Step Inside Artist Firelei Báez’s Brooklyn Studio
The painter mines the past in her exuberantly layered works, in which colonial history collides with folklore and fantasy
Historical maps and charts of the Caribbean provide fertile ground for Firelei Báez. Painting on large-scale reproductions of these colonial-era artifacts, the Dominican Republic–born artist blends elements of folklore, fantasy, and feminism while conjuring lost narratives and creating defiant characters, all in a riotous palette.
“The Caribbean was a crossroads,” says the artist, whose native country is part of Hispaniola, the island where Christopher Columbus made landfall in 1492. “It’s easy sometimes to forget how so many fortunes in the United States were predicated on the products and labor and physical selves of people from the Caribbean, especially Black and indigenous peoples. My work is really grounding how pivotal that has been for ideas of modernity.”
At her industrial space in the Red Hook section of Brooklyn, immersive paintings in progress—some more than eight by ten feet—warm up the cavernous studio, as does a profusion of tropical plants and flower arrangements. Not only is botanical imagery common in her art, but the lush environment, which she likes to enhance with incense and music, is also a crucial part of her getting into a creative zone. “It’s almost like entering a sacred space,” says Báez, who describes going into a “time fugue” when she becomes completely absorbed in painting.

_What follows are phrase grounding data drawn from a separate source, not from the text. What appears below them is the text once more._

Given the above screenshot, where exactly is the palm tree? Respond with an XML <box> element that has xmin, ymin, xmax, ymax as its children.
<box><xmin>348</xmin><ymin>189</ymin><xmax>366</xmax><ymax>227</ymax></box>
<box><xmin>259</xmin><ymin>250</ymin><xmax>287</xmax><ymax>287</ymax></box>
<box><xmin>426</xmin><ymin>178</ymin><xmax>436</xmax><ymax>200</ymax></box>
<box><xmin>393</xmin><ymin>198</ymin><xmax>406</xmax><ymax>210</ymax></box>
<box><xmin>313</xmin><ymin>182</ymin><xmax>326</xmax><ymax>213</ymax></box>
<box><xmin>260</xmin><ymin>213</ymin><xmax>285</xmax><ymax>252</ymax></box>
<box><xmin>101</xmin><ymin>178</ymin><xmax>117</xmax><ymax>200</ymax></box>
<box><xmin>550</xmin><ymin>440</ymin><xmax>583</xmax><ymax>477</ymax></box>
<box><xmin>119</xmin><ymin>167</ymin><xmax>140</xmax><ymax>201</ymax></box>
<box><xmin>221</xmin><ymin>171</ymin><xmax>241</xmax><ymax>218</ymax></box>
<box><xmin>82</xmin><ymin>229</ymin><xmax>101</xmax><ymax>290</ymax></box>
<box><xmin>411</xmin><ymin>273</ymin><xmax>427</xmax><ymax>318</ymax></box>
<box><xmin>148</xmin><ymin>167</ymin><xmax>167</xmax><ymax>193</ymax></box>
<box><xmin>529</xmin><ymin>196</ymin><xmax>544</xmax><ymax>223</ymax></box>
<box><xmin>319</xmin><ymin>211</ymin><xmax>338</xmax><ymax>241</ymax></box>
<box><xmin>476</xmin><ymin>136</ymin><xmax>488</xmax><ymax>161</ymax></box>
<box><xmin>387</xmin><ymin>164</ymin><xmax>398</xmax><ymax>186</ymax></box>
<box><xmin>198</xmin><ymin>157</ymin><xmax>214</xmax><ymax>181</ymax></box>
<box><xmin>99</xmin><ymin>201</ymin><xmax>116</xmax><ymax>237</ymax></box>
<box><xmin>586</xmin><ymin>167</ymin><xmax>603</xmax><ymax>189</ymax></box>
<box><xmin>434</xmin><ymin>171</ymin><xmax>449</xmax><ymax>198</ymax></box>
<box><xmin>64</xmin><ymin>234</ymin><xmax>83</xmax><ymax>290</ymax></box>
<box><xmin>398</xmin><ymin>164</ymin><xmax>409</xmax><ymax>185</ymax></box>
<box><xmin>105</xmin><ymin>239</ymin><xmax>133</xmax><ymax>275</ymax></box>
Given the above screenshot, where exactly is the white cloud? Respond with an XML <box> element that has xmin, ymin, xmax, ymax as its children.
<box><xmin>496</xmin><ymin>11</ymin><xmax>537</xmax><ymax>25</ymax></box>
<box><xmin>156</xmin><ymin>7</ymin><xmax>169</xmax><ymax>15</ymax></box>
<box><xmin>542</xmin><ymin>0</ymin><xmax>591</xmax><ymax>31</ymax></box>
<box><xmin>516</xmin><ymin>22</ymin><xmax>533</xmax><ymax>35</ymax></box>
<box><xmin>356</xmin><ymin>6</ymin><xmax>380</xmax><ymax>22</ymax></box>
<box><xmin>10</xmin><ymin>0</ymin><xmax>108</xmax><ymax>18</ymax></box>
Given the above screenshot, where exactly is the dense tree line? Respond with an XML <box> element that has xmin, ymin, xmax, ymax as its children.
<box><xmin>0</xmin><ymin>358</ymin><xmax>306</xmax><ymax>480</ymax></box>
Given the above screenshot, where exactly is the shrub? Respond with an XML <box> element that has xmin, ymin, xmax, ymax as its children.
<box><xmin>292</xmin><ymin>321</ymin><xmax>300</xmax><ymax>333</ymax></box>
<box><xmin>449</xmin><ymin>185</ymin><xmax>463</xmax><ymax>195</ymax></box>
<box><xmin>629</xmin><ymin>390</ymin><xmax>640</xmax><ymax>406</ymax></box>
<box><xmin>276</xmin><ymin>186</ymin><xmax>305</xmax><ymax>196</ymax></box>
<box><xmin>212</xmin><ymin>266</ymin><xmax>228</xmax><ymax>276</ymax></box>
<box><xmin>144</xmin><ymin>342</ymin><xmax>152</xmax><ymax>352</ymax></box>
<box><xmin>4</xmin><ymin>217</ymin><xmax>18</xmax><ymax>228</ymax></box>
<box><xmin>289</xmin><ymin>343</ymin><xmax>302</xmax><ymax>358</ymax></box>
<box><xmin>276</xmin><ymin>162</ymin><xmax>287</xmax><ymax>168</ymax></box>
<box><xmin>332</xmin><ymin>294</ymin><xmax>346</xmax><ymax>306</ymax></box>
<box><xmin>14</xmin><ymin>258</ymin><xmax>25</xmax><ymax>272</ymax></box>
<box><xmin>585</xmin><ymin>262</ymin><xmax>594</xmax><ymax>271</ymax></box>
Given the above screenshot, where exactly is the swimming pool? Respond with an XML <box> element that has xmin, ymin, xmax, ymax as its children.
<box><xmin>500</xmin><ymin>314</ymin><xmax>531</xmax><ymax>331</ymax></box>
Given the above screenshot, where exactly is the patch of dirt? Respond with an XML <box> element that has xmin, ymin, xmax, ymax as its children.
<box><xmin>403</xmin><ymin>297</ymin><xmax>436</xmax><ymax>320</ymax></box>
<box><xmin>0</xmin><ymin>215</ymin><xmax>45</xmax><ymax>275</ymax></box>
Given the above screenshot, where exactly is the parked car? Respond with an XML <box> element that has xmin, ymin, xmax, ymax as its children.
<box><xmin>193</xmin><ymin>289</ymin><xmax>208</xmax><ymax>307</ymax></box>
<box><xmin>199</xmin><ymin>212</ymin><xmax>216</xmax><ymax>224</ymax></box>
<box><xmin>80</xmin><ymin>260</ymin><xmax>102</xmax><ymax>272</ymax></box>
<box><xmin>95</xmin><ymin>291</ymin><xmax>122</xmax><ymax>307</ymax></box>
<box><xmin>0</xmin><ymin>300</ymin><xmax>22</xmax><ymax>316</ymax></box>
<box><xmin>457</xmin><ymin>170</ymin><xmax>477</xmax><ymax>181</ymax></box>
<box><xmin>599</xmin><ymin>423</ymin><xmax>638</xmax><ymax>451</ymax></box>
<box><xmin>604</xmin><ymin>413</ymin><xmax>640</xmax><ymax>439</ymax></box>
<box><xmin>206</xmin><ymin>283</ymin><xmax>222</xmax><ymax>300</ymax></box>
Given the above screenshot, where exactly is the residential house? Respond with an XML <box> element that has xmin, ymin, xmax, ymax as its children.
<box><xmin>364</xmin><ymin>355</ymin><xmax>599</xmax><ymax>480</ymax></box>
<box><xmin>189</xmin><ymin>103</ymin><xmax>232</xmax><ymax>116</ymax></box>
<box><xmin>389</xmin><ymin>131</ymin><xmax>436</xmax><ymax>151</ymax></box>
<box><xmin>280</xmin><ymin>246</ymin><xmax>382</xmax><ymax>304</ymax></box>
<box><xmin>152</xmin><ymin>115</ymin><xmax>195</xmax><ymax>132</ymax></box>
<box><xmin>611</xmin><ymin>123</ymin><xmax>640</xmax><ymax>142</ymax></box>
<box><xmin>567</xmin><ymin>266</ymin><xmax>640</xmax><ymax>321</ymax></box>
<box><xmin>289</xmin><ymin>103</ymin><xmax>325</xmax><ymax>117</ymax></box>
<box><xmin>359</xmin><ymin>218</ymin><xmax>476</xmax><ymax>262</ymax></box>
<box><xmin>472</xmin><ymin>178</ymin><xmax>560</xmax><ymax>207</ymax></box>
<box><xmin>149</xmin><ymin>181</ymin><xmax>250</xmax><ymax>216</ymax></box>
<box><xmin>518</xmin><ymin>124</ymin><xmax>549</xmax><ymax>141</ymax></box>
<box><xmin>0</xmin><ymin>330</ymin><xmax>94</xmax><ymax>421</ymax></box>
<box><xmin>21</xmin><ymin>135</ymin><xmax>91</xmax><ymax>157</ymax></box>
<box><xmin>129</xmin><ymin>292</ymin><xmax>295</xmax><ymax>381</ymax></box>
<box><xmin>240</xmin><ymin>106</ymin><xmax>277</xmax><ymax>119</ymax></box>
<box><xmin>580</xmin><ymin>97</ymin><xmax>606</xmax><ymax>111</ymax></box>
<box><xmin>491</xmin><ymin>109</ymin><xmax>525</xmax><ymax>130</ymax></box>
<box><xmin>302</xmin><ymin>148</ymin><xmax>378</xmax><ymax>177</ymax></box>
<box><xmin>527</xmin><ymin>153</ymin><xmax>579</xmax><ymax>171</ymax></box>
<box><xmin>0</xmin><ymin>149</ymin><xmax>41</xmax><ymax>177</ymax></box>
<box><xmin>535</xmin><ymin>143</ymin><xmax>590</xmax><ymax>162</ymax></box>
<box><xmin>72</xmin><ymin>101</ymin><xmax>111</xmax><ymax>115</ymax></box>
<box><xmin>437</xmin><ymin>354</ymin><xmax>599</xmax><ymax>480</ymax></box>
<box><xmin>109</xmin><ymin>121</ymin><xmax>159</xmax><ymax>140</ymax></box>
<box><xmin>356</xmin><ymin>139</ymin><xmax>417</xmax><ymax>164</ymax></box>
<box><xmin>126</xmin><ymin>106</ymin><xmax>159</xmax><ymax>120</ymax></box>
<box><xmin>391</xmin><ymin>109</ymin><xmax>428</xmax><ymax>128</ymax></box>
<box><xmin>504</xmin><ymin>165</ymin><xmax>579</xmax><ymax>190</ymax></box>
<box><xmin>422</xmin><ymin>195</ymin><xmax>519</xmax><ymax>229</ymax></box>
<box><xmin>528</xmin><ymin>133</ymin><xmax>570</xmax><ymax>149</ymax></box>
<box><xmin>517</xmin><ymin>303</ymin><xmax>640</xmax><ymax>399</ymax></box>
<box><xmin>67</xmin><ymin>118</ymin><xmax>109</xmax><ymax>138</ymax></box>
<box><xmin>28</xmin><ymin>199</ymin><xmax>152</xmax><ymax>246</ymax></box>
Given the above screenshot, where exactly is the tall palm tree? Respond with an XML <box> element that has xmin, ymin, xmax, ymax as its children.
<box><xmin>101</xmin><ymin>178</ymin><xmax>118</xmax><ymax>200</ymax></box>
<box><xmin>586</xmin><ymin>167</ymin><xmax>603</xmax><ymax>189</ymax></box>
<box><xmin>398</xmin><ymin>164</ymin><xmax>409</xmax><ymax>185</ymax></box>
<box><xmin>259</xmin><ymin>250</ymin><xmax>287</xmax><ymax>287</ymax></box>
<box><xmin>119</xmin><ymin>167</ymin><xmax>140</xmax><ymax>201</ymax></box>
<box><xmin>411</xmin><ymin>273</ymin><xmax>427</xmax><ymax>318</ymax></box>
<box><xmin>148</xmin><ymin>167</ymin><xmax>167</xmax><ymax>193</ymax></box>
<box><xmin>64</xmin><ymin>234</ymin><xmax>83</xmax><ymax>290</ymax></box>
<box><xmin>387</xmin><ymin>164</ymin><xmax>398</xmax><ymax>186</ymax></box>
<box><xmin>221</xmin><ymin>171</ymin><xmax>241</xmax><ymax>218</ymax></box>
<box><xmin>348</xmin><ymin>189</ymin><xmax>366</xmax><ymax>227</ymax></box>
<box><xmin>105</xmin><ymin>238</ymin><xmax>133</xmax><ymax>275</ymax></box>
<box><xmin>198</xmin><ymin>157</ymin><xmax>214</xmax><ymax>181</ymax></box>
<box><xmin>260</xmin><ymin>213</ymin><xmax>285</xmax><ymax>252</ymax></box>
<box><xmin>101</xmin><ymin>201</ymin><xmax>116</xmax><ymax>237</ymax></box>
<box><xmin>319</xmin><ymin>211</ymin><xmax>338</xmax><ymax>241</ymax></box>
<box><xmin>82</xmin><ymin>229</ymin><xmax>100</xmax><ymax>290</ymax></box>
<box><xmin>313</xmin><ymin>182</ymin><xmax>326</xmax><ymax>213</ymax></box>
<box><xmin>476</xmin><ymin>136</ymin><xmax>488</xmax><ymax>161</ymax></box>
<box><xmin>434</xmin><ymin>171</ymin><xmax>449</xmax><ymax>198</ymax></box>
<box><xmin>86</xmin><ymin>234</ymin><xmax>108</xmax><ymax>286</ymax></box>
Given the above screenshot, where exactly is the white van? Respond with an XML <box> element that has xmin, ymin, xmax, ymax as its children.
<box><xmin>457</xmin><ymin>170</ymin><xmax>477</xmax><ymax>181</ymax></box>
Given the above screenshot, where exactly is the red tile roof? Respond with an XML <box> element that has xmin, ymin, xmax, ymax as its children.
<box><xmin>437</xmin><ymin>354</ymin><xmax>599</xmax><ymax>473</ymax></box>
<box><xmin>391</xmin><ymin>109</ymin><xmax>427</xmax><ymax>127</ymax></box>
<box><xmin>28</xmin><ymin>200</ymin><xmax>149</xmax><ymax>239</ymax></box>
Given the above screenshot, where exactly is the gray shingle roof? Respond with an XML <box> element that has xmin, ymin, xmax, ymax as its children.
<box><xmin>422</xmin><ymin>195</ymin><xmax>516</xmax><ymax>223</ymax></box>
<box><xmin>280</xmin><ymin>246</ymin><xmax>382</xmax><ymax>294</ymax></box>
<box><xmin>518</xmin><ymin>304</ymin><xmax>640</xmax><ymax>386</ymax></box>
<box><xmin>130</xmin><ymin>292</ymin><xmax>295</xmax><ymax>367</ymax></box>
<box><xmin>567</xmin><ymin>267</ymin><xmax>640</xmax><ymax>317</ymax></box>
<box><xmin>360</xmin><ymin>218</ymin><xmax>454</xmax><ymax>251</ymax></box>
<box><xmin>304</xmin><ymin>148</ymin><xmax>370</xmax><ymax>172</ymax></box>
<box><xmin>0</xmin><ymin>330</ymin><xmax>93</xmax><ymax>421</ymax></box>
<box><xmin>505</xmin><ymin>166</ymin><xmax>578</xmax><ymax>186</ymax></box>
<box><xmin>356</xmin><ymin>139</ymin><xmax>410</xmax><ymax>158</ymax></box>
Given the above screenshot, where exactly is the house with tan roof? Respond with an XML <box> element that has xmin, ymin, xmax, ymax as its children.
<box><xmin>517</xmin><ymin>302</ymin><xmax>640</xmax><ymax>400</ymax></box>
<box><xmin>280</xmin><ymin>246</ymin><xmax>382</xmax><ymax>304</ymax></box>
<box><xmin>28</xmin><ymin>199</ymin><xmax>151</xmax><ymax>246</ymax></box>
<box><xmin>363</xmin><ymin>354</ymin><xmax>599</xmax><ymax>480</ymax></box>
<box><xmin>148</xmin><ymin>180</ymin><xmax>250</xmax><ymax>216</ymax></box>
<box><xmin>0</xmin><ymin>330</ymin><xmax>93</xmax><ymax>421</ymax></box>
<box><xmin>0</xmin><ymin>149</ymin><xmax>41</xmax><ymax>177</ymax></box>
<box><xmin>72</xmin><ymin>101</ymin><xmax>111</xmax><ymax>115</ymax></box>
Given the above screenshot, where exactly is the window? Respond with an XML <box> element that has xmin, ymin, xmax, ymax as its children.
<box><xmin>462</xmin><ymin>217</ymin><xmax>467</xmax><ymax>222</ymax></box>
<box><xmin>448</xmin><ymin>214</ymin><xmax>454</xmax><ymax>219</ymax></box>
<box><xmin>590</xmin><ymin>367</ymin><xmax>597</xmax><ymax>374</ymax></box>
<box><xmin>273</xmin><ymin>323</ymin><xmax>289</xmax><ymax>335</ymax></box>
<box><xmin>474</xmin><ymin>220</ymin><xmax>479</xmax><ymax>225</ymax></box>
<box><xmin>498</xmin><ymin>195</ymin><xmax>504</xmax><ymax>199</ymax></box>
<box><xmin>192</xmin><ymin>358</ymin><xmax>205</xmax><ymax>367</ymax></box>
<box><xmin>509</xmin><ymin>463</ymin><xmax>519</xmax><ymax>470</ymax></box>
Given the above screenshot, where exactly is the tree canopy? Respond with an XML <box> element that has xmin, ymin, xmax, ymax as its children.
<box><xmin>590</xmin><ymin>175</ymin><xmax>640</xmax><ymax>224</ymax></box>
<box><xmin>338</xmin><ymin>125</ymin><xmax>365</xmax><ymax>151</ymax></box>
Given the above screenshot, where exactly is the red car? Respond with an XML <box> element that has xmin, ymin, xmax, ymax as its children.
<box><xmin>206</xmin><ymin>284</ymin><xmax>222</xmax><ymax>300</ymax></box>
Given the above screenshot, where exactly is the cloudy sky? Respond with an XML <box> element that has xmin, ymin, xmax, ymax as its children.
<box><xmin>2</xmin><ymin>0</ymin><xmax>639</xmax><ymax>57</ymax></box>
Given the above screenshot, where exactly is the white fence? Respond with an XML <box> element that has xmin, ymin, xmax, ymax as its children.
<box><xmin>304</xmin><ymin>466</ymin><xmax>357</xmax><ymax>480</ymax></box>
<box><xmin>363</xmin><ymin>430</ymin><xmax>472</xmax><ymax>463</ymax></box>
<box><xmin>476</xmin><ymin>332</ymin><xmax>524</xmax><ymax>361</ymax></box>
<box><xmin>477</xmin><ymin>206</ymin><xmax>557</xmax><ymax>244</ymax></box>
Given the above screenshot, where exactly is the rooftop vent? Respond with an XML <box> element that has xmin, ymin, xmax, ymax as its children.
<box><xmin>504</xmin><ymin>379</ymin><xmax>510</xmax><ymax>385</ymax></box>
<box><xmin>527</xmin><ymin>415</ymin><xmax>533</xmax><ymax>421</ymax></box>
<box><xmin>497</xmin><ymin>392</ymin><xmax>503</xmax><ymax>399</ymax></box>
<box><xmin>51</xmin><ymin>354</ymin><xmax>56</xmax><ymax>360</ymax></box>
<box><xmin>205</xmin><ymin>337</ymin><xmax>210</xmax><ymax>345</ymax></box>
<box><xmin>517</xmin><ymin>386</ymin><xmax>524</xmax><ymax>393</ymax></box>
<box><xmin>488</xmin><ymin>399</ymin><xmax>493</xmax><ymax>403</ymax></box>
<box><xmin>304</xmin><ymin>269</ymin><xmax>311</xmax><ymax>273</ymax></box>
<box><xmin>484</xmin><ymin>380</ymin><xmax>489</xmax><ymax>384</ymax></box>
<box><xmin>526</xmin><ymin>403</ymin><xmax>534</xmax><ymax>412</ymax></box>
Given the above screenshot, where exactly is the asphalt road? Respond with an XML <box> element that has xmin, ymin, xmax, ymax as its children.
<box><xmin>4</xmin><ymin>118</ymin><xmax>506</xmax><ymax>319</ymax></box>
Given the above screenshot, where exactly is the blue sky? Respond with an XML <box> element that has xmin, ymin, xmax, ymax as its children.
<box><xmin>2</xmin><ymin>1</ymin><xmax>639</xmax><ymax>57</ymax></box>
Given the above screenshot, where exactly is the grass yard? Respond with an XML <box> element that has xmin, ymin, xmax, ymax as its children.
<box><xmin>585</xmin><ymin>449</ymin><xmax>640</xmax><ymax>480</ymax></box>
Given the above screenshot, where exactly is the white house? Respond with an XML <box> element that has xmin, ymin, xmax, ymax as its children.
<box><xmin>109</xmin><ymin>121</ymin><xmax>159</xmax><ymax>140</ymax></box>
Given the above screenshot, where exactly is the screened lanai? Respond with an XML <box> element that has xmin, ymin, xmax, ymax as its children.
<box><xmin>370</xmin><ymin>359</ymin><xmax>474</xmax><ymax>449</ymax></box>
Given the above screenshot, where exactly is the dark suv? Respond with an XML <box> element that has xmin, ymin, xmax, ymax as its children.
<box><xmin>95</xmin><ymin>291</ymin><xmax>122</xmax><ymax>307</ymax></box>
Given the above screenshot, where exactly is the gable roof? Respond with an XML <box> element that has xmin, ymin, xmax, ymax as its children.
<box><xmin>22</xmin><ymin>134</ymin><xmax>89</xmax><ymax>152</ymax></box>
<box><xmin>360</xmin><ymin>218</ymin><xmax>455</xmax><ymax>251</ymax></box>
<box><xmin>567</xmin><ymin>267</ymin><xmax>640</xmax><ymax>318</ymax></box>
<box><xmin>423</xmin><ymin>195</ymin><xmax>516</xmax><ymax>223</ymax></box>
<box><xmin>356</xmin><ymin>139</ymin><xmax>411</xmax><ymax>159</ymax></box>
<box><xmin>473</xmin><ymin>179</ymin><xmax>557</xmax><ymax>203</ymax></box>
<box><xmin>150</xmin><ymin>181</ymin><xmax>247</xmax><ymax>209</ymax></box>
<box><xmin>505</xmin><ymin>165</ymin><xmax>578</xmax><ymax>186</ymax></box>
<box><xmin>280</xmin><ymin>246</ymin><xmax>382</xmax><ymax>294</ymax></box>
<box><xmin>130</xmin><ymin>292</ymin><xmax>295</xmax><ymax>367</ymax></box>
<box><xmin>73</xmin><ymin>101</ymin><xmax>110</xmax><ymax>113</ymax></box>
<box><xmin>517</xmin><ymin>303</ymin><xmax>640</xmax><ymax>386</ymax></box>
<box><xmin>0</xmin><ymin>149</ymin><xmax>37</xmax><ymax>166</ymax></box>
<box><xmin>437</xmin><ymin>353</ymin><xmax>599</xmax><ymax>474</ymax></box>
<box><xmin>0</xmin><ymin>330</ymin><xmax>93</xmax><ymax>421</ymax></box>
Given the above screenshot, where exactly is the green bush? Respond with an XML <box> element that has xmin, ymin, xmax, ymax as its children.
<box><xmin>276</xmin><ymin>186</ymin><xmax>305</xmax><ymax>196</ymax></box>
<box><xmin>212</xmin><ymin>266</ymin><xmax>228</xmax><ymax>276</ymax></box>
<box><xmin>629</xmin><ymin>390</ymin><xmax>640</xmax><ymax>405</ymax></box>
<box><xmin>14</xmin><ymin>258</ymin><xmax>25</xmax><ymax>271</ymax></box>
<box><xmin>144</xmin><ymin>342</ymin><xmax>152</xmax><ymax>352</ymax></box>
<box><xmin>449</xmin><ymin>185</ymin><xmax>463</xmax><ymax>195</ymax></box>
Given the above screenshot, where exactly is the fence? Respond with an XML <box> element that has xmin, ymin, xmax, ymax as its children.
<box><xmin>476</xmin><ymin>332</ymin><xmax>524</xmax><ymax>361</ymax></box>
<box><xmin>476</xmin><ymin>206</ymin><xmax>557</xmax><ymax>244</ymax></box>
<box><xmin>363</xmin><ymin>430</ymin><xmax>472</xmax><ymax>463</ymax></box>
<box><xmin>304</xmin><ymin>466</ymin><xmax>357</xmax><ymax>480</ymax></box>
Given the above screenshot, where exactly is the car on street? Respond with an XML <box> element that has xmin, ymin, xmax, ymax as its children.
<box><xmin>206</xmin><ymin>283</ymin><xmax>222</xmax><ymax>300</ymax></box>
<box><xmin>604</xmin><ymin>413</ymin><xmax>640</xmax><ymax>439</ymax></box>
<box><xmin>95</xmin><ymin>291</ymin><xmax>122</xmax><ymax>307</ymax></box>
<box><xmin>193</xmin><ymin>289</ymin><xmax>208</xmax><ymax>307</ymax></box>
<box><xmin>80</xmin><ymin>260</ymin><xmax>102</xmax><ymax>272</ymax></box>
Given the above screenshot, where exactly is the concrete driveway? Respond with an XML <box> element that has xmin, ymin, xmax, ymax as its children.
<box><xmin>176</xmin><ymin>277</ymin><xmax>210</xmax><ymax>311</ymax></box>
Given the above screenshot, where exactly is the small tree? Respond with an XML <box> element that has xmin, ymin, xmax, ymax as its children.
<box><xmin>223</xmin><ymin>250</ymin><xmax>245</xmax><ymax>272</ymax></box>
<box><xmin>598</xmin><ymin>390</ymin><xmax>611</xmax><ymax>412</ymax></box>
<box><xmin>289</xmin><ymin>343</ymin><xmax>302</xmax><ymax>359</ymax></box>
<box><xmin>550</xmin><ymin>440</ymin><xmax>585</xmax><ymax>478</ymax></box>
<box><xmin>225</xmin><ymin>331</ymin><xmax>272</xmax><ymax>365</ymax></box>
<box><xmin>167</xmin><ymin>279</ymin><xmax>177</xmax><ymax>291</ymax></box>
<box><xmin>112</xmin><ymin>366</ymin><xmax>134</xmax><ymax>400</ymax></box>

Recently, she’s been completing new work for Hauser & Wirth, the international gallery she joined in September for the global reach and scholarship it offers, as well as for her first U.S. museum survey, which opens at the Institute of Contemporary Art in Boston on April 4. Báez’s first European museum show, which debuted at the Louisiana Museum of Modern Art in Denmark last fall, will travel to the Kunstmuseum Wolfsburg in Germany in July.
“Firelei is becoming one of the most important voices in painting today, drawing on so many different traditions, from European history painting to Persian miniatures to Chinese ink painting to trompe l’oeil,” says Eva Respini, who organized the ICA Boston exhibition and in the fall will bring an edition to the Vancouver Art Gallery, where she is now the deputy director and director of curatorial programs. “This is going to be a paintings show with a capital P—an enjoyment of color, form, beauty, figuration, abstraction.”
Báez, who left the Dominican Republic for Miami at age eight with her mother and two sisters, attended art school at Cooper Union in New York, where she focused on abstraction. “When I was going to Cooper, there was strong pushback against things that were specific to identity,” says Báez, who found the style of painting an effective way to enmesh the viewer in something visceral, even awe-inspiring.
During a residency at Skowhegan in Maine, before getting her MFA at Hunter College in 2010, Báez started melding abstraction with figuration, incorporating the form of Ciguapa, the wild female trickster of Dominican folklore, into her paintings. “The story of the Ciguapa is always taught as a cautionary tale—a powerful woman is a threat to society,” she says. Her Ciguapas, identifiable by their lustrous mane of hair and backward-facing feet, wind a rhizomatic path through her works, stirring up tales of freedom and self-determination.
Báez’s canvases, printed with blown-up scans of archival cartographic sources, always start on the floor horizontally, over which she pours paint. She accesses hard-to-reach areas of her paintings using a jerry-rigged bridge on wheels, essentially a giant skateboard that she steers with a stick like a gondolier gliding above the canvases. From her abstract blobs of pooled paint, imagery will begin to reveal itself like in a Rorschach test. “I’ll start picking out the figuration,” says the artist, who then develops and defines what she sees, painting the final figurative elements more realistically in oil.
“The strongest ones are when I slowly pay attention to what the paint is giving and then articulate it as it should be”
Firelei Báez
After pouring paint over a 16th-century map representing all the colonial kingdoms of the world as cards to be traded in a game, for instance, the artist was struck by the emergence of forms resembling horses stampeding and uncontrolled, which she refined to create the painting Untitled (Les Tables de Géographie Réduites en un Jeu de Cartes). A likeness of that work, completed in 2022, graces the cover of the catalogue for the ICA Boston show.
“The strongest ones are when I slowly pay attention to what the paint is giving and then articulate it as it should be,” says Báez, who likes how the chance atmospheric conditions of the day—the humidity, the temperature—affect the spread and tension of the paint. “I think nature is the best painter there is.”